Two years later he teamed up with the artist Donald Watson to develop the UK Hen Harrier Winter Roost Survey. The thesis for Clarke's PhD in biological sciences, awarded by the University of Liverpool in 1999, was on bird of prey feeding ecology.

Working for the University of Aberdeen, Clarke focused on hen harrier feeding in Orkney. He also contributed to the controversial Joint Raptor Study Langholm Project, studying the predation of red grouse by hen harriers and peregrine falcons in southwest Scotland's border country.

Clarke's reputation took him to India to study the world's largest harrier roosts for the Bombay Natural History Society.
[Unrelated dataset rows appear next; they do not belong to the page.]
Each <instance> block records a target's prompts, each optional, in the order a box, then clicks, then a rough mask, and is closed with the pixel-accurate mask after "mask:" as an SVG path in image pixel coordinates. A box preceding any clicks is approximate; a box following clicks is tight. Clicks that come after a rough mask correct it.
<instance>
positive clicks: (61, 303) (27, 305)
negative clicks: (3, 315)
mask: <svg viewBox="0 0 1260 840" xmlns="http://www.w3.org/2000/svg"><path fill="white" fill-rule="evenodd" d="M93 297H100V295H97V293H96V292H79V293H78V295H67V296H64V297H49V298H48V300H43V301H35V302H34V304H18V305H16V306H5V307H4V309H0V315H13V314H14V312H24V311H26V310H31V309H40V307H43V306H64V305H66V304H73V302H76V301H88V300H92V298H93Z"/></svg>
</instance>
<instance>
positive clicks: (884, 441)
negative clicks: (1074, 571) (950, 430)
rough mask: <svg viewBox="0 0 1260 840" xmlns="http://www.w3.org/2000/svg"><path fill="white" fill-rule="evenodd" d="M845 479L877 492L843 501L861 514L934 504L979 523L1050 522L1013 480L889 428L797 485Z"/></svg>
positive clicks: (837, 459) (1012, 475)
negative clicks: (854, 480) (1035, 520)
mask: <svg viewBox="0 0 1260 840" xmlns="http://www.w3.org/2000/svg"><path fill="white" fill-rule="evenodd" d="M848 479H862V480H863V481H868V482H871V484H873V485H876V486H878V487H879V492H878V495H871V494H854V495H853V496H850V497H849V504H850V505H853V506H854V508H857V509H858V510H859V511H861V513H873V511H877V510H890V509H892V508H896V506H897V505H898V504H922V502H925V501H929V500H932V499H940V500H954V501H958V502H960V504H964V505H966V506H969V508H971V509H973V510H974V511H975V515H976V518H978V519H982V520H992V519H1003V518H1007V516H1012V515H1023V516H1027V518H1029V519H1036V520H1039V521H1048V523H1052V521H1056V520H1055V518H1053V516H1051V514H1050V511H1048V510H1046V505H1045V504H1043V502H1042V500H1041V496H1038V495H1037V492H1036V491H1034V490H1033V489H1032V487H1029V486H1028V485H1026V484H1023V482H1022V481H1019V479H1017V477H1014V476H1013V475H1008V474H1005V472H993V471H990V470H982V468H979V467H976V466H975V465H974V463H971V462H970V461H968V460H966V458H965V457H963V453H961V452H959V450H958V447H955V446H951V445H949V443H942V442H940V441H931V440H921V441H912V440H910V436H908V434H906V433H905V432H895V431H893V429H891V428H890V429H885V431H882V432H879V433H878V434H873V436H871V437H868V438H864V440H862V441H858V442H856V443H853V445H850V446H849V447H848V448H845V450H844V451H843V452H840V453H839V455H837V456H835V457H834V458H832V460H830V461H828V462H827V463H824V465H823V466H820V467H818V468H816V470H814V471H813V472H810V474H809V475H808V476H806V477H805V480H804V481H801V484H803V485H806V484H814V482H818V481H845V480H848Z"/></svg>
He subsequently worked on a project that successfully reintroduced red kites to several English regions.

Clarke's first book, Harriers of the British Isles, appeared in 1990. It was followed by The Marsh Harrier (1995) and Montagu's Harrier (1996). He was co-editor of Biology and Conservation of Small Falcons in 1993 and during the final months before his early death he worked on the second edition of The Hen Harrier, adding to the first edition written by Watson.

Clarke was treasurer of the British Ornithologists' Union (2000–06). He also looked after the accounts of the Society of Wildlife Artists (SWLA), whose president, Bruce Pearson, was among his friends. His collection of more than 200 works of wildlife art formed part of an SWLA exhibition staged at the Mall Galleries, London, in 2007.

==Personal life==
Clarke was married to Janis and had a son and daughter.

Clarke died on 28 January 2007 at the age of 54. He had spent the weekend before his death in the Fens with hen and marsh harriers.